Some say that mass collection of U.S. phone records is a gross invasion of privacy. Others say that it is necessary to keep us safe.
But what does the U.S Constitution say?
"The right of the people to be secure in their persons, houses, papers, and effects, against unreasonable searches and seizures, shall not be violated, and no Warrants shall issue, but upon probable cause, supported by Oath or affirmation, and particularly describing the place to be searched, and the persons or things to be seized."
Is collection of phone records a "search" or "seizure"?
If so, is it "unreasonable"?
Does it require a particularized warrant and probable cause?
Electronic mass surveillance – including the mass trawling of both metadata and content by the NSA– fails drastically in striking the correct balance between security and privacy that American officials and other proponents of surveillance insist they are maintaining.
A new report titled 'Surveillance: Ethical issues, legal limitations, and efficiency' shows how mass surveillance fails drastically.
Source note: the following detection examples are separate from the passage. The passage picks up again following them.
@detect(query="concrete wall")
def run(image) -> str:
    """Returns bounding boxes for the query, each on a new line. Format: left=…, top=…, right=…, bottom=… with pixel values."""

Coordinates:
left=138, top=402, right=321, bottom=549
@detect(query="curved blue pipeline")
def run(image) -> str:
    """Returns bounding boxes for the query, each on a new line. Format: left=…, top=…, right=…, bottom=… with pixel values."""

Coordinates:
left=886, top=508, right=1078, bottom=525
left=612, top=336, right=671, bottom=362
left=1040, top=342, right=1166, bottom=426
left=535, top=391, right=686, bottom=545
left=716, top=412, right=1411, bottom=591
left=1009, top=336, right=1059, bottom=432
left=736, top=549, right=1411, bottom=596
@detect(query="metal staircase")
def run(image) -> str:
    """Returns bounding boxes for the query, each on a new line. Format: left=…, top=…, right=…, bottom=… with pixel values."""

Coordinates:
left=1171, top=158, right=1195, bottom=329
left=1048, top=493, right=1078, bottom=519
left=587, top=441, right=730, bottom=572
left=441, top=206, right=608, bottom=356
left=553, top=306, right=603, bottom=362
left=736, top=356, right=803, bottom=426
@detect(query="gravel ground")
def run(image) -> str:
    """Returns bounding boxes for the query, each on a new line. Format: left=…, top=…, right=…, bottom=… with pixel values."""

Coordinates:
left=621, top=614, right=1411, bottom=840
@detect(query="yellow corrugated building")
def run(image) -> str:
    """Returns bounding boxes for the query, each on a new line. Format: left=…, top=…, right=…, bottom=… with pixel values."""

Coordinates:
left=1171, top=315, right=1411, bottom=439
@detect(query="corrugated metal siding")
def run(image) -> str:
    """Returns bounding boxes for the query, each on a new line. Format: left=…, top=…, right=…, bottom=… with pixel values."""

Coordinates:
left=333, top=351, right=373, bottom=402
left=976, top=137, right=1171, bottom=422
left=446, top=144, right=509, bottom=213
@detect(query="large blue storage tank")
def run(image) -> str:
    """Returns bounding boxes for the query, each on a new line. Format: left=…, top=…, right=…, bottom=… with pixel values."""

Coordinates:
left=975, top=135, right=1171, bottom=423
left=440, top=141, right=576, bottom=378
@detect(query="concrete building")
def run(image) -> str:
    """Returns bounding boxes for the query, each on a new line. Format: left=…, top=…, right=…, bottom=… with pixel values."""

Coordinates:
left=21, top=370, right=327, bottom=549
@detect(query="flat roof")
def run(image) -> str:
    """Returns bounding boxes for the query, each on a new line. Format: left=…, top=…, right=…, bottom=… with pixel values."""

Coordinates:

The FBI's 'Biographic Entity Resolution' plan to destroy privacy:

The FBI isn't afraid to publicly admit that “data aggregation” is a central goal at the bureau’s IT department. They have so much data, and they are daily acquiring more and more kinds, but they don’t yet know exactly how to process it. Enter "identity resolution" and "record linkage."
According to an internal power point presentation, the FBI’s Data Aggregation Working Group (DAWG) is working to build a Data Aggregation Reference Architecture (DARA) that will “define a reference architecture that enables entity resolution and data correlation, and disambiguation across multiple data aggregation investments.” The goal is to “develop a reference architecture to support a consistent approach to data discovery and entity resolution and data correlation across disparate datasets.”
The FBI calls this process “resolving identities.” At a basic level, it will enable “the process of determining whether two or more references to real-world objects such as people (individuals), places, or things are referring to the same object or to different objects. This concept is sometimes referred to as Entity Correlation, Entity Disambiguation, or Record Linkage, and includes related concepts such as Identity Resolution.” It will also enable the creation of “identity maps”: “Complete enriched entity data that includes the linkage of relationships between people, places, things, and characteristics of data resulting from an entity resolution process.”